Marx Realty, a subsidiary of publicly traded Merchants’ National Properties, has a national portfolio of 72 properties and headquarters at 708 Third Avenue. It also owns 545 Madison Avenue and its largest property, Cross County Shopping Center in Yonkers, N.Y., is undergoing a $200 million renovation.
Construction of 201 East 57th Street is expected to take around 14 months, said Michael Pardee, vice president of Sciame, the project’s general contractor.
Sloan Rhulen, Susan Kurland and Gregory Tannor of CB Richard Ellis are the leasing agents. Asking rents are $85 to $95 per s/f for the upper floors and $400 per s/f for the ground floor retail, said Rhulen.

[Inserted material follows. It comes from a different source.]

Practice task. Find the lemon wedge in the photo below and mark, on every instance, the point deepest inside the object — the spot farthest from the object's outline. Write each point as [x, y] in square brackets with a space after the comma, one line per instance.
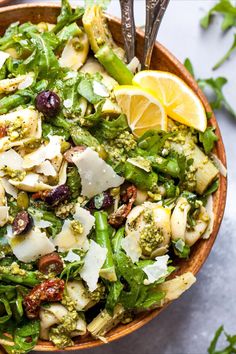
[181, 103]
[142, 109]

Earlier this year, TD Bank leased 4,000 s/f of the ground floor for $1.22 million, or around $305 per s/f, according to the New York Post. Securing an anchor tenant was crucial for the building’s development, which begins about a year-and-a-half after the demolition of the site’s previous buildings. “We just decided to be more conservative,” said Chadonnet of Marx Realty.
In the ground floor, 1,600 s/f remains available, while the second and third floors each have 7,723 rentable s/f, all with 17-foot ceilings. The fourth floor is 4,855 s/f, with a 20-foot ceiling, and a 4,819 s/f below-ground floor has a 10-foot ceiling.
CBRE’s Rhulen said she was in talks with multiple prospective tenants and is seeking full-floor occupants. A rooftop restaurant is also a possibility.